I agree with that. The instruments sound too distant and it's keeping me from picking this one up. Do the instruments really sound like this or are they just on ambient mics in the demos? I'd like to hear some sound examples on close mics too.


----------



## tmm (Feb 20, 2014)

They have a clear, smooth, breathy tone when you turn the reverb off. I plan on using the CB flute in the next song I'm working on, so I'll try to get a clip of it ASAP. That flute in particular has a very unique and great tone.

The ocarina (despite my earlier comment  ) is actually by far the best (virtual) ocarina I've played.


----------



## Synesthesia (Feb 21, 2014)

Hi chaps,

They are completely dry when the reverb is turned off.

Thanks!

Paul


----------



## Ben H (Feb 21, 2014)

Hi Paul,

Can you post some dry examples, please?

Thanks.


----------



## fratveno (Feb 21, 2014)

FWIW: here are some DRY ramblings on the Chinese bamboo, Shakuhachi and CB Flute resp... R mic only, Performance patches

https://dl.dropboxusercontent.com/u/43359256/KITBAG-dry.mp3 (https://dl.dropboxusercontent.com/u/433 ... AG-dry.mp3)


----------



## Ben H (Feb 23, 2014)

Thanks *fratveno*


----------



## tmm (Feb 28, 2014)

This isn't exactly dry, but the intro features the Contrabass Flute:

[flash width=600 height=100 loop=false]http://player.soundcloud.com/player.swf?url=https://soundcloud.com/themammonmachine/bloodless-the-scourge[/flash]

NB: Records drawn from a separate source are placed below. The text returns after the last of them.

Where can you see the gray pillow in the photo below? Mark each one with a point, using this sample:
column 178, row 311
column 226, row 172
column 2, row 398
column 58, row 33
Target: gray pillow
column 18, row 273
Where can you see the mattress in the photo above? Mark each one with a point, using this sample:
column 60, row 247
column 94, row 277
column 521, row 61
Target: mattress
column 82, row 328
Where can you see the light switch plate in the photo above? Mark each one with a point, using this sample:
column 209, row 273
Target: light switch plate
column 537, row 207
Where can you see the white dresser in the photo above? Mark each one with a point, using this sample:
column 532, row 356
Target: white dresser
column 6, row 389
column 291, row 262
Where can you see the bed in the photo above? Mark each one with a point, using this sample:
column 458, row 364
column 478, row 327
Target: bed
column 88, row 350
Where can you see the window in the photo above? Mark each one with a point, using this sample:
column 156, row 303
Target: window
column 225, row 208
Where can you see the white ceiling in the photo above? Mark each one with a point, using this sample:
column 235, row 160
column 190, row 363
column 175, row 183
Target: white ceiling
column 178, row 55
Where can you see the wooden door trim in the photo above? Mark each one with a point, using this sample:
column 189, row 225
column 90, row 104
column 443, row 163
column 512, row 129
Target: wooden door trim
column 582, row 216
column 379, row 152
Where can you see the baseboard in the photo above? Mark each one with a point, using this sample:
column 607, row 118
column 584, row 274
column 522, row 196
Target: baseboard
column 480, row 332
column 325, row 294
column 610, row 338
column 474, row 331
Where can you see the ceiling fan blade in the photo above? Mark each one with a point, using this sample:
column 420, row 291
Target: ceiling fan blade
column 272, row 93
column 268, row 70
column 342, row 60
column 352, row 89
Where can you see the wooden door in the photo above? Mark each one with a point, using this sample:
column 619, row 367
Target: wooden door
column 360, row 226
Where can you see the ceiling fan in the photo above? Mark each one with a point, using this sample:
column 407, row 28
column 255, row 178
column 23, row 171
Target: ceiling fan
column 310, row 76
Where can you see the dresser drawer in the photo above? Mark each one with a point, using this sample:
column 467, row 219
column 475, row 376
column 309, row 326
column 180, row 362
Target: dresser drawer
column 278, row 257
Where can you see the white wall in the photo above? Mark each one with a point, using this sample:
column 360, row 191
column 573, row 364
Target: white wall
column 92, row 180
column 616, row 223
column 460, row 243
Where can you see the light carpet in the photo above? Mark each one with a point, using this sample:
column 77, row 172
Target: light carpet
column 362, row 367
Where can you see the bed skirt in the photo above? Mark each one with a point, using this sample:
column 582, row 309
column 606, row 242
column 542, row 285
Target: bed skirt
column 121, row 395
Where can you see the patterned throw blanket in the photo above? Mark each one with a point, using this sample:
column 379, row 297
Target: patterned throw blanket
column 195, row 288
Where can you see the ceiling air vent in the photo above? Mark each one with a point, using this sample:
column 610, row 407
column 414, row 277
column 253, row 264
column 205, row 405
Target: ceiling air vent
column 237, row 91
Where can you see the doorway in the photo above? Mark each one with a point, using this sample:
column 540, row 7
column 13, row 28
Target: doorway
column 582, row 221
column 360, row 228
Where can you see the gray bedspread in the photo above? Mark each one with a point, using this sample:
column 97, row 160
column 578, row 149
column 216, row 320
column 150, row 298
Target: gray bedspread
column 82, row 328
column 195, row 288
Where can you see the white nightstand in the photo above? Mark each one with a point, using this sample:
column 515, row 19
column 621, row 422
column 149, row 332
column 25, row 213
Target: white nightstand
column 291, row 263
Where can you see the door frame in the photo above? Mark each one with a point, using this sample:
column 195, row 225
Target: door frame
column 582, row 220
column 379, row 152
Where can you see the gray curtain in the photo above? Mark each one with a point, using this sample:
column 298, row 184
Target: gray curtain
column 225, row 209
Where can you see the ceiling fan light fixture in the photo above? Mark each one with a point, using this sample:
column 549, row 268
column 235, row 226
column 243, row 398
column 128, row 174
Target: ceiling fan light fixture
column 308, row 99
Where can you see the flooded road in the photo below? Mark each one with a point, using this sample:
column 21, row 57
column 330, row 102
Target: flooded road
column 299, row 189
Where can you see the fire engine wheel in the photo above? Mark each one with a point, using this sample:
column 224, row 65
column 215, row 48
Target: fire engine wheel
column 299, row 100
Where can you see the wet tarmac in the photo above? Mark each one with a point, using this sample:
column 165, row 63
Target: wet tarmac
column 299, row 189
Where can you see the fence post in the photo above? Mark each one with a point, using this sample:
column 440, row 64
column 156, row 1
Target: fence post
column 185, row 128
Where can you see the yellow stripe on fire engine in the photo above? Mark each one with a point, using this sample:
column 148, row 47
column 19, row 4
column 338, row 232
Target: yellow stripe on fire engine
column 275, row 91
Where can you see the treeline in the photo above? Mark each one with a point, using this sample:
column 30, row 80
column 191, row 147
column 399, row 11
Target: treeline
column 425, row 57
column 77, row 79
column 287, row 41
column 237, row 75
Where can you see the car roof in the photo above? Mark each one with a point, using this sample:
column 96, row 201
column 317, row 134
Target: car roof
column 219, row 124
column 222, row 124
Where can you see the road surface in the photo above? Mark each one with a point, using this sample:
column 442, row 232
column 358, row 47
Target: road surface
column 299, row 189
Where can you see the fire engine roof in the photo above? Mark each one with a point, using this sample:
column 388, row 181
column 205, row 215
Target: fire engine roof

I love the way the upper register sits with Zebrify


----------



## british_bpm (Feb 28, 2014)

Last few hours of the promo gents!

Best.

C.


----------



## playz123 (Mar 1, 2014)

Whew; thanks for the heads-up, Christian. Just made it under the wire. Purchasing this has been on my 'to-do' list for awhile now, and I might have regretted missing the release price. Downloading now.


----------



## chimuelo (Jun 1, 2015)

Great new addition to Kontakt.
What an impressive audio quality for Exotic Winds.

Thank You

Onto Sledgehammer....


----------



## ag75 (Jun 14, 2015)

I own both of these libraries and I think they are wonderful. The Bass flute is just so unique and like no other library sample I own.


----------



## Ned Bouhalassa (Jun 15, 2015)

Same here. But I thought it was our little secret? :wink:


----------